Micron announced the first PCIe-based SSD product to use NVMe almost six months ago, and now, with NVMe gaining wider acceptance, we can expect a raft of followers. NVMe makes much sense for flash accelerators, too, with the expectation that performance speed-ups will be quite substantial.
NVMe is a communications protocol and device interface layer that has been optimized for PCIe-based SSDs. It lines up with SAS as a protocol and has similar command capabilities. Where it differs is in how data is transmitted, and how the driver interfaces with the OS on one side and the SSD on the other. The secret sauce is that the combination of NVMe and PCIe has been crafted to overcome most of the bottlenecks in a system that had stood in the way of performance with the very fastest flash memories.
New drive controller chips hitting the market from IDT now provide 4 PCIe or 8 PCIe 3.0 lanes for each drive. That's equivalent to more than two quad-lane SAS connections, based just on raw speed. PCIe transfers data at 8Gbps, compared to 6Gbps with SAS. Next-generation products will deliver as much as 16Gbps.
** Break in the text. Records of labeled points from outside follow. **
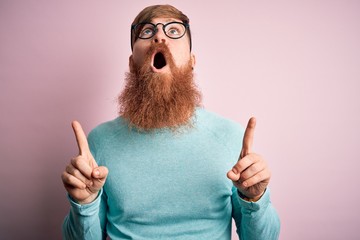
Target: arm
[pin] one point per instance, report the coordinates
(255, 220)
(86, 221)
(84, 179)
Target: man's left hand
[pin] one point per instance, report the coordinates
(250, 174)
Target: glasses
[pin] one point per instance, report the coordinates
(173, 30)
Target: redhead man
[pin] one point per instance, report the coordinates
(166, 168)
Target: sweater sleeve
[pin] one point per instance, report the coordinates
(255, 220)
(86, 221)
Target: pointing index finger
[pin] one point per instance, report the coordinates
(80, 138)
(248, 137)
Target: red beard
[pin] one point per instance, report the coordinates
(159, 100)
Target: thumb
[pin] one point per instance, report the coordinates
(100, 172)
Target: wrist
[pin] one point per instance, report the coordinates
(250, 199)
(88, 200)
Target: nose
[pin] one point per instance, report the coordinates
(159, 35)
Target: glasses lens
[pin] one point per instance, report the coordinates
(144, 30)
(175, 30)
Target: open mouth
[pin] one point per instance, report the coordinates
(159, 60)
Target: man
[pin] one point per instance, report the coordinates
(162, 168)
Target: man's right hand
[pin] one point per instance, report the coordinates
(83, 178)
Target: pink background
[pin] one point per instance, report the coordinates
(295, 65)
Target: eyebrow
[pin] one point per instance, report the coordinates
(168, 20)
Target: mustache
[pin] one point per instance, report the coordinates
(158, 55)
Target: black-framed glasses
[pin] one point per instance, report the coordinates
(146, 30)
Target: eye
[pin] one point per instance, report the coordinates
(173, 31)
(146, 32)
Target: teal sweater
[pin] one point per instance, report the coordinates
(170, 185)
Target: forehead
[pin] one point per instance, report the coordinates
(164, 20)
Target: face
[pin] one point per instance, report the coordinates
(179, 48)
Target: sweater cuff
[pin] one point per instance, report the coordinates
(86, 209)
(263, 202)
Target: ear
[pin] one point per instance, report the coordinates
(131, 63)
(193, 60)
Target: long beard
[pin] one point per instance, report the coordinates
(159, 100)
But that's not the whole story, by any means. The problem with any fast protocols is how they handle interrupts and the resulting overhead. SAS has a traditional driver architecture. Each I/O generates its own interrupt, and the file system/driver stack has multiple layers. I/Os are SENT to the drive, which queues up a bunch and then works on them.
To match the speed of the new SSD or flash accelerators, NVMe uses a completely novel method of interfacing. Instead of transmitting the I/O to the drive, the driver builds queues of I/Os for each drive, and the drive takes advantage of direct memory access (DMA) over PCIe to PULL a queue entry when it needs a new I/O to process. The drive enters completions in a corresponding queue, but doesn't interrupt the system.
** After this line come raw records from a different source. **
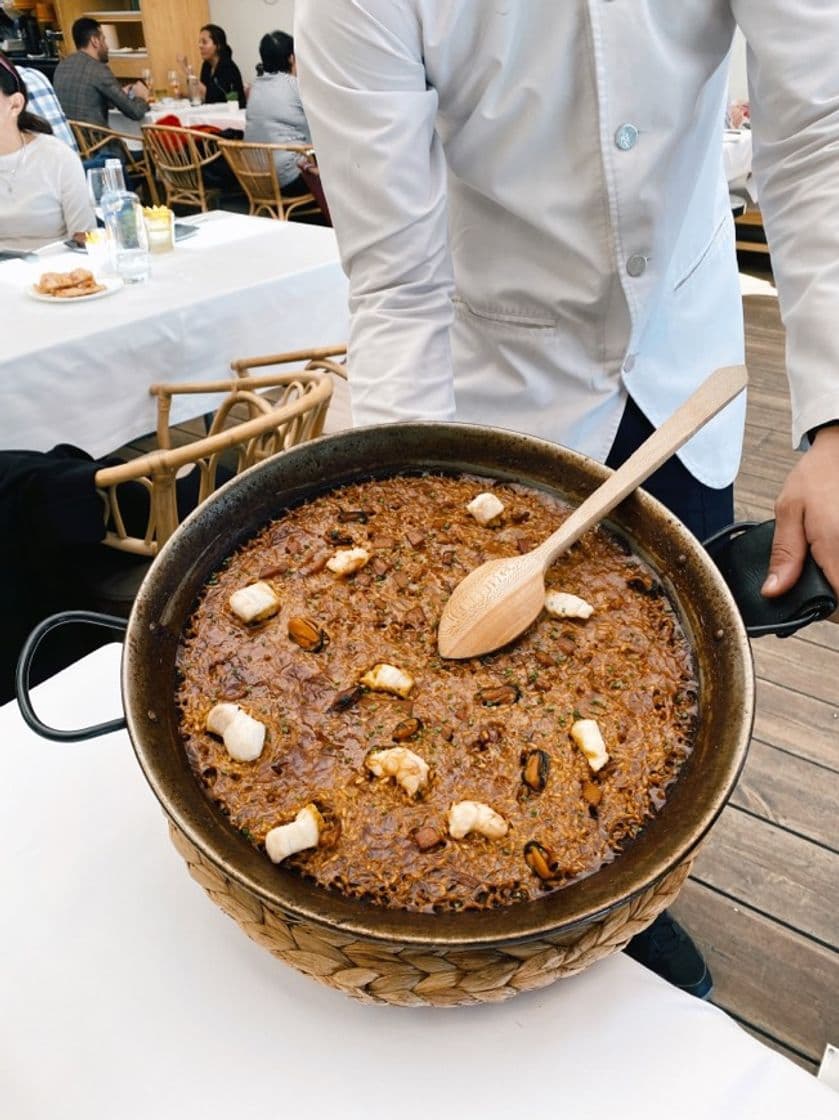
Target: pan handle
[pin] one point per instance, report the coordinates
(25, 664)
(742, 553)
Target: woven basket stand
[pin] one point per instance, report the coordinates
(408, 976)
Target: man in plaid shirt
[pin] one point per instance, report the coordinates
(85, 84)
(44, 103)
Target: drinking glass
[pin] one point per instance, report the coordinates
(131, 242)
(96, 185)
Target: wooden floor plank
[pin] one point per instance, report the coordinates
(792, 1055)
(791, 793)
(801, 724)
(774, 871)
(783, 983)
(800, 666)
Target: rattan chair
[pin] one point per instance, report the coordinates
(322, 360)
(178, 158)
(94, 140)
(253, 166)
(294, 412)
The host driver maintains queues for each processor core, and it has a mechanism for vectoring a single interrupt for a number of completions back to the originating core. These queue features speed up processing dramatically. Just avoiding context swapping on interrupts is a huge saving, and the concept of "affinitizing" jobs for efficiency in processing and caching has taken a big step forward.
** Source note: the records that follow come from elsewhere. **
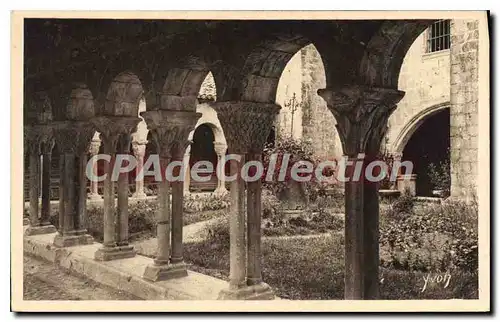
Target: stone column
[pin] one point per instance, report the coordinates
(41, 141)
(73, 139)
(187, 169)
(246, 126)
(34, 181)
(254, 214)
(123, 147)
(94, 184)
(396, 157)
(361, 113)
(139, 149)
(115, 133)
(177, 257)
(220, 149)
(170, 130)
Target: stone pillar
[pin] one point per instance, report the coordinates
(94, 184)
(465, 101)
(246, 126)
(254, 214)
(187, 169)
(122, 197)
(396, 157)
(220, 149)
(40, 140)
(34, 181)
(170, 130)
(139, 149)
(361, 113)
(177, 257)
(73, 139)
(407, 183)
(115, 133)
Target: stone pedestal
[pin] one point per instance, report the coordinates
(139, 149)
(165, 272)
(260, 291)
(40, 142)
(361, 113)
(407, 183)
(94, 150)
(170, 130)
(116, 136)
(73, 238)
(73, 139)
(187, 169)
(220, 150)
(114, 252)
(246, 126)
The bottom line is that NVMe is far faster than SAS.
It's worth noting here that a SAS quad offers three times the performance of Fibre Channel (FC), which raises the question: Is SAS doomed, just like FC seems to be? FC is getting squeezed out between SAS, for short-haul storage connectivity, and Ethernet, for longer distances. Short-term, SAS is well entrenched, and infrastructure such as switches and adapters exist, together with motherboard ports. NVMe won't have much affect on FC in 2013.
Starting in 2014, though, the situation grows more complex. PCIe has a short connection length, measured only in inches. The extension protocol, Thunderbolt, looks fast, at 10Gbps per lane, but the architecture doesn't seem capable of extending PCIe3 connections at anything like native speed. It is also has a limit of two lanes per configuration today. Unless Thunderbolt evolves substantially, from serving merely as a challenger to USB, it isn't likely to produce, say, a 5-meter capability with SAS-level performance.
Another way to look at this is to consider how a system might be built. It's quite possible that any system needing NVMe-class speeds needs only two or four local drives, which are connectable by PCIe inside the server box. Any other connectivity to storage would still come from SAS or 10/40/100GE to external storage boxes. I think this is the model looking forward to the 2014-16 timeframe.
Challenges galore
In this scenario, NVMe doesn't challenge SAS, but as a protocol over Ethernet, it might challenge traditional NAS-type connectivity to no end. At 100GE rates, we have all the same problems that NVMe was created to resolve. NVMe over 100GE makes quite a bit of sense, especially if variable block sizes are allowed, to cater for storage data blocks.
One final question: Is NVMe fast enough? We are looking at persistent memory with single-word write and read capability. I've done some architectural work in that area, recently, and the challenges (and incredible opportunities) of being able to change one persistent word requires a further extension to how a system interfaces to its storage.
Whether this involves directly addressing a broader address range over the PCIe interface, thus allowing direct writes/reads using memory-register CPU operands, or a faster stack than NVMe to cater for near-synchronous IOs, promises to be a particularly interesting debate.